J’étais passé à côté de quelque chose, avec son game design ultra épuré et rapide, on veut le jouer à beaucoup et en fait le jeu ne marche pas à plus de 4 joueurs. J’exagère un peu pour les besoins de la démonstration, car il est possible que vous ayez de belles expériences dans d’autres configurations, mais plus on est à la table et plus le hasard va être présent, et l’impression de ne rien gérer. Si deux personnes jouent le même animal, pas de chasse, idéal pour les petites proies qui peuvent s’en sortir, à trois joueurs je garde la sensation d’aléatoire fort, mais avec tout de même un espace de décision plus important et un peu de psychologie et de metagame – mais en réalité il va chez nous servir plutôt “d’’ice breaker” (même si je n’aime pas trop ce terme). Disons que c’est le jeu idéal (du moins en apparence) pour débuter une soirée.
Maintenant il y a un truc à dire, il fait partie de ces jeux qui dépendent énormément des joueurs autour de la table, il nécessite des joueurs qui aiment et maîtrisent le bluff et le guessing et dans le cas contraire, il arrive que ça tombe complètement à plat.
Natosaurus : Je ne le considère pas comme un joueur-dépendant ce jeu, comme peut l’être Link city, il a le défaut cependant d’être soumis au hasard du déroulé. Alors oui, il y aura forcément des personnes qui ne feront pas toutes les manches, car elles auront été croquées avant, mais c’est le risque de l’ouverture qui rapportera des points. Et oui, des fois on aimerait manger mais une autre personne a joué le même prédateur, mais là encore le choix du joueur est de rentrer dans le cerveau des autres et de comprendre ce qu’ils vont jouer afin de sortir sa carte en conséquence.
J’ai parlé de ma première partie magique, et forte de cette expérience j’ai fait circuler le jeu, tentant d’apporter à des nouveaux groupes de joueurs cette fabuleuse expérience. Il faut avouer que ça n’a pas marché à chaque fois. J’ai pu dire “Mais on n’a pas eu de chance, je vous assure, cette partie était fort plate”. Ceci est donc un plaidoyer pour vous inciter à redonner sa chance au jeu, en espérant qu’il vous apportera une configuration qui révélera tout son charme.
Alors il y a eu aussi ce débat sur la version d’origine de Spielwiese, avec ses grosses cartes au dos de cartes de rami et ses animaux sous acide (et sa cover chelou). Pour celles et ceux qui ont découvert le jeu avec cette boîte (celle du buzz d’Essen dernier), les avis étaient tranchés : j’adore / je déteste.
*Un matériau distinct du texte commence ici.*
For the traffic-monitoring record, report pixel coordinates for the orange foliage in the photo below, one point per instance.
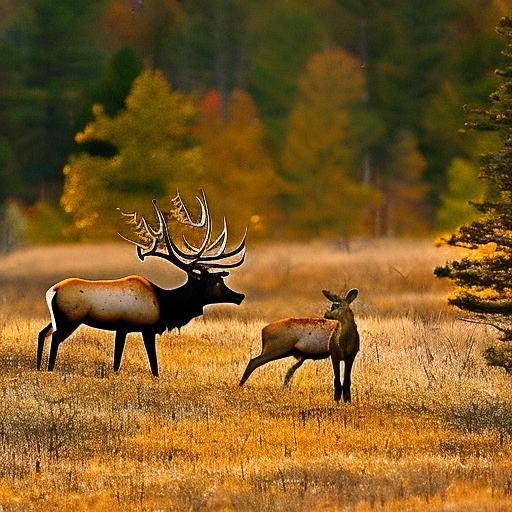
(238, 173)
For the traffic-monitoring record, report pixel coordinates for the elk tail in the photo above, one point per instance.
(50, 295)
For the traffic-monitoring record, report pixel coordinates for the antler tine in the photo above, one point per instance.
(240, 248)
(208, 255)
(182, 215)
(175, 255)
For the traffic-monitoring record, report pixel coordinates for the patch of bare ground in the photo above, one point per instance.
(429, 427)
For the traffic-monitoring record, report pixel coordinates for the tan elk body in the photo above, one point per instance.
(134, 304)
(106, 303)
(334, 336)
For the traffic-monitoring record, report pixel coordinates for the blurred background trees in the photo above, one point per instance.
(333, 119)
(482, 277)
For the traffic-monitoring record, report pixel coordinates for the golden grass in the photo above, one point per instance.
(429, 427)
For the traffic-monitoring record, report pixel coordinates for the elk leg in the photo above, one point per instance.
(291, 371)
(40, 343)
(150, 345)
(57, 338)
(119, 343)
(337, 381)
(346, 379)
(258, 361)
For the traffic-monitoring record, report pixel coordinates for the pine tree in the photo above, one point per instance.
(462, 188)
(407, 191)
(154, 154)
(483, 278)
(238, 172)
(321, 160)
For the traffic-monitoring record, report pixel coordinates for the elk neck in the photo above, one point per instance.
(179, 305)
La version localisée par Blackrock avec les illustrations de Stéphane Escapa est bien plus consensuelle, une approche plus familiale avec des animaux plus doux dans leurs couleurs, mais quand même trop agressifs pour laisser croire qu’il s’agît d’un jeu pour enfants. C’est un beau travail, même si le jeu m’avait aussi séduite par sa DA très particulière, très indé.
Atom : Pour ma part, je ne dirais pas que c’est un mauvais jeu, d’ailleurs je l’ai acheté et je le propose régulièrement, d’autant que j’adore le thème avec sa logique de chaîne alimentaire. J’apprécie aussi beaucoup l’exercice de style ultra épuré. Mais (oui vous le sentez venir, le mais) j’ai du mal à être subjugué par le jeu en lui-même, comme on disait, il y a des situations où le jeu ne marche pas du tout, et finalement on est soumis à l’aléatoire, avec des résolutions un peu bancales. Ce qui donne des parties un peu tristounes par moment.
J’apprécie l’exercice de style qui a conduit à la création de Good little Hunters proposé en PnP gratuit au public, qui est devenu ensuite le jeu que l’on connaît. Maintenant, je ne vois pas ce qui le distingue d’un autre jeu du genre et je me demande s’il fera vraiment date, mais ça seul l’avenir nous le dira.
Natosaurus : C’est justement ce strict minimum qui est sa force et sa distinction. Pas de pouvoir à résoudre, encore plus minimaliste que du japonais. Brett Gilbert et Matthew Dunstan ont crée ce jeu qui est sans doute le plus simple de leur collaboration, qu’il faut prendre avec cet espèce de méta jeu et espérer que la prochaine partie soit incroyable, car c’est ce qu’il a à offrir, des parties hautes en couleurs et en coups bas.